Historians believe 35,000 people killed in 3 months in 1918 by Armenian groups in Fargana Valley in Central Asia
Even a century later, memories of the killing of 35,000 civilians by armed Armenian Dashnak group are still fresh in the people's minds in Central Asian nations.
Historians have recorded that more than 200 cities and settlements in the Fergana Valley in eastern Uzbekistan were destroyed in 1918.
"Mostly elderly, women and children were killed in the massacre that began on Feb. 13, 1918, and lasted for three months, by the Dashnaks to destroy the Turkistan Autonomy," said Sohret Barlas, an Uzbek historian, researcher, and writer who has been studying Dashnaks for over past 29 years.
The Armenian Revolutionary Federation, referred to as Dashnaks – a terrorist group – was founded in 1890 to target Turkic Muslims. They carried out a massacre in Hokand city in February 1918 and then in Azerbaijan that March, killing over 35,000 people.
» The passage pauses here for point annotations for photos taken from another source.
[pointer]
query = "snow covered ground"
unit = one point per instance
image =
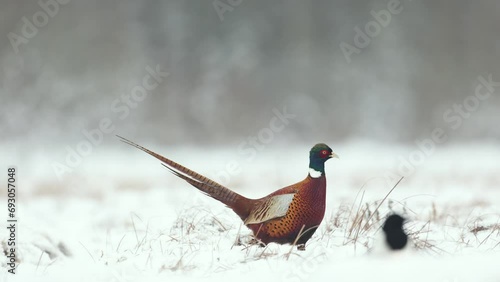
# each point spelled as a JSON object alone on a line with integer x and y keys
{"x": 120, "y": 216}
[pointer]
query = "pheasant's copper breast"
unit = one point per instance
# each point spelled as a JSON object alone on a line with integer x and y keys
{"x": 306, "y": 209}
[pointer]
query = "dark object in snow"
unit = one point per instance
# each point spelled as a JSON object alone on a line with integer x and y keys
{"x": 395, "y": 236}
{"x": 290, "y": 215}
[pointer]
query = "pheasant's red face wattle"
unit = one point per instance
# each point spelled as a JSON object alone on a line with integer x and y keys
{"x": 324, "y": 154}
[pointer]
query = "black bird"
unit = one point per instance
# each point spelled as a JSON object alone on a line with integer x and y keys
{"x": 395, "y": 236}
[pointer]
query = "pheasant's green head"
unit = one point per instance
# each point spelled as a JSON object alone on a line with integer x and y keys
{"x": 318, "y": 155}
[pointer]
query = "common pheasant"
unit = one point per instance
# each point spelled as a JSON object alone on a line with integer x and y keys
{"x": 289, "y": 215}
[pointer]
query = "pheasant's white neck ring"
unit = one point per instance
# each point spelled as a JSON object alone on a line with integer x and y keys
{"x": 314, "y": 173}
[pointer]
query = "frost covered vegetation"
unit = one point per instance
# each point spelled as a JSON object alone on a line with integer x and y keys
{"x": 130, "y": 223}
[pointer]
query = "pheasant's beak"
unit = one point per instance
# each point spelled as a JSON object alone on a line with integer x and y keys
{"x": 333, "y": 155}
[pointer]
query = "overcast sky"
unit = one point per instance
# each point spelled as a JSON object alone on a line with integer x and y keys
{"x": 215, "y": 72}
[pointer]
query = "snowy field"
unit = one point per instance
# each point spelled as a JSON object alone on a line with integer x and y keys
{"x": 121, "y": 216}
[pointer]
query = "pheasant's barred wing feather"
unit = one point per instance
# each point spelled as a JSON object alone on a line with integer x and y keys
{"x": 273, "y": 207}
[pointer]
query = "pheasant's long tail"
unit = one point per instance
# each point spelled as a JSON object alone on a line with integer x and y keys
{"x": 235, "y": 201}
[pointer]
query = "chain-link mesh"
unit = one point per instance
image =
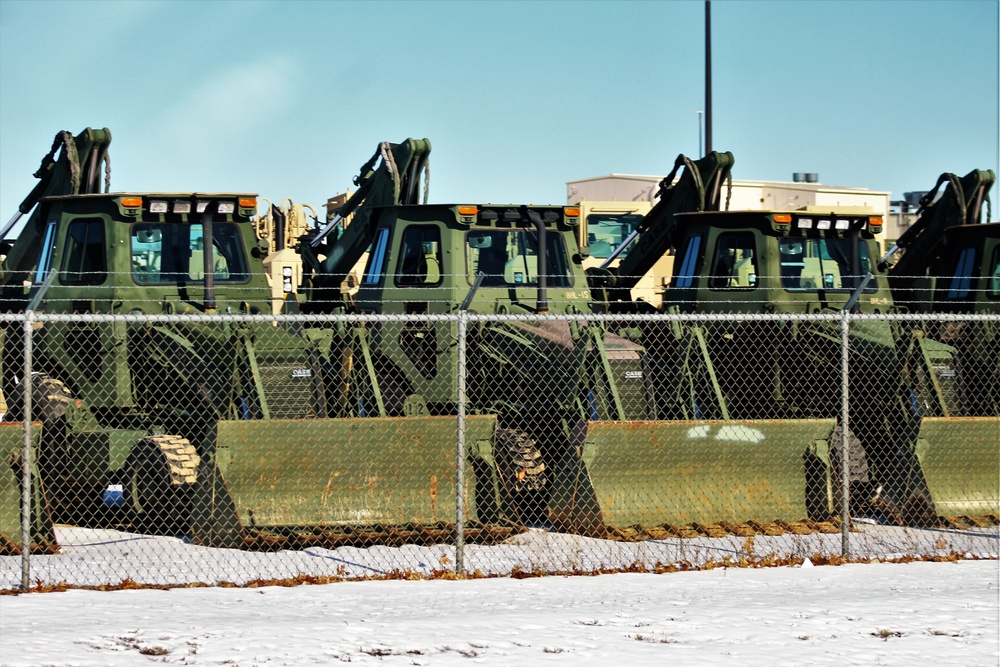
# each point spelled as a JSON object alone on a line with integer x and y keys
{"x": 233, "y": 448}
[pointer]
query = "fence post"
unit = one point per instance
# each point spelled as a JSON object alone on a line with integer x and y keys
{"x": 845, "y": 469}
{"x": 26, "y": 458}
{"x": 463, "y": 323}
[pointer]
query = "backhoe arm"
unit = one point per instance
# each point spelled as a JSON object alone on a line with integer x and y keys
{"x": 77, "y": 170}
{"x": 698, "y": 189}
{"x": 961, "y": 203}
{"x": 390, "y": 178}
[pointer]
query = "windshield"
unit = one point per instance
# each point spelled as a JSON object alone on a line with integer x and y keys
{"x": 509, "y": 258}
{"x": 605, "y": 232}
{"x": 822, "y": 264}
{"x": 170, "y": 253}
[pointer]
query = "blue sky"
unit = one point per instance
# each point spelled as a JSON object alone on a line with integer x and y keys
{"x": 288, "y": 99}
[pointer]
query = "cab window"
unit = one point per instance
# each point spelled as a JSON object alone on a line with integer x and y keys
{"x": 172, "y": 253}
{"x": 420, "y": 257}
{"x": 734, "y": 264}
{"x": 376, "y": 259}
{"x": 994, "y": 274}
{"x": 961, "y": 277}
{"x": 822, "y": 264}
{"x": 689, "y": 265}
{"x": 509, "y": 258}
{"x": 605, "y": 232}
{"x": 84, "y": 261}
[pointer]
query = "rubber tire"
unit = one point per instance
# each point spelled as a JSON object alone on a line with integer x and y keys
{"x": 522, "y": 474}
{"x": 160, "y": 475}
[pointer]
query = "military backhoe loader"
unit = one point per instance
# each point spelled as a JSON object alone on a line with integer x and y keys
{"x": 902, "y": 466}
{"x": 912, "y": 469}
{"x": 949, "y": 262}
{"x": 233, "y": 434}
{"x": 592, "y": 435}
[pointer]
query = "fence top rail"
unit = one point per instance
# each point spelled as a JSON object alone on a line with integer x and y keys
{"x": 833, "y": 316}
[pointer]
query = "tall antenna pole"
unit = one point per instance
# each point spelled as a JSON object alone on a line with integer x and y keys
{"x": 708, "y": 76}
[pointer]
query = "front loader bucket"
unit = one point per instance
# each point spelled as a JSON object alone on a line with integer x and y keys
{"x": 960, "y": 459}
{"x": 651, "y": 473}
{"x": 336, "y": 472}
{"x": 11, "y": 466}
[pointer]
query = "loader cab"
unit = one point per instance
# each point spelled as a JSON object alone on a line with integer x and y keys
{"x": 107, "y": 253}
{"x": 426, "y": 258}
{"x": 965, "y": 276}
{"x": 757, "y": 261}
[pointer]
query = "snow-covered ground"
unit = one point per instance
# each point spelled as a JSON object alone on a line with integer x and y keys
{"x": 923, "y": 613}
{"x": 878, "y": 614}
{"x": 101, "y": 557}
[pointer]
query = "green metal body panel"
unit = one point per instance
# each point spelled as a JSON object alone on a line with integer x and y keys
{"x": 324, "y": 471}
{"x": 654, "y": 473}
{"x": 960, "y": 457}
{"x": 11, "y": 449}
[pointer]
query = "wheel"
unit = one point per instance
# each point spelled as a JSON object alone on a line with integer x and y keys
{"x": 522, "y": 474}
{"x": 160, "y": 474}
{"x": 50, "y": 398}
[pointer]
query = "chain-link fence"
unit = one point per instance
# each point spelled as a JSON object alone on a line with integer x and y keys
{"x": 172, "y": 449}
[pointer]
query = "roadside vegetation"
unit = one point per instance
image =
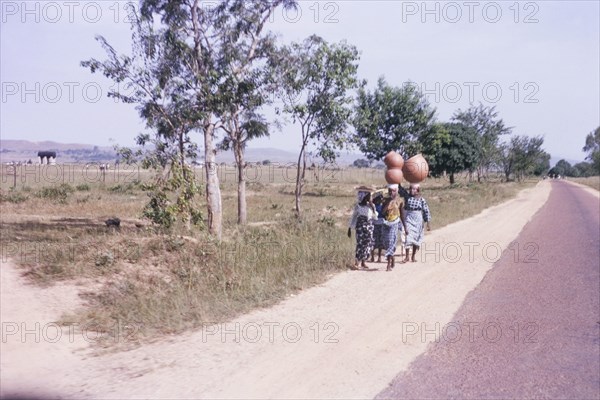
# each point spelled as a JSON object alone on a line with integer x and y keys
{"x": 160, "y": 282}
"More than 35,000 people were brutally killed," said the researcher. He recalled that the Dashnak groups aimed to destroy the Turkistan Autonomous Republic, one of the democratic states established by the Turkic people after the collapse of the Czarist regime in Russia.
The Russian Bolsheviks used the Armenian Dashnak groups, who saw the Turkistan government as a great danger.
As many as ten wagons of Dashnak militants were brought to Ashgabat and then to Hokand through the Caspian Sea. The Turkistan Autonomous Republic could survive only for three months.
Barlas said the Dashnaks never fought against soldiers or armed people but targeted unarmed civilians to inculcate fear. He recalled that they torched a hospital and a mosque in Hokand and did not allow people to escape.
Referring to his field studies, Barlas said the memories of this massacre had not been erased from people's minds even after a century.
Apart from Fargana, the Dashnaks operating under the Baku Council's mandate, or Baku Soviet, killed thousands of civilians in the city of Baku, capital of Azerbaijan, in April-May 1918 as well because of their religious affiliations.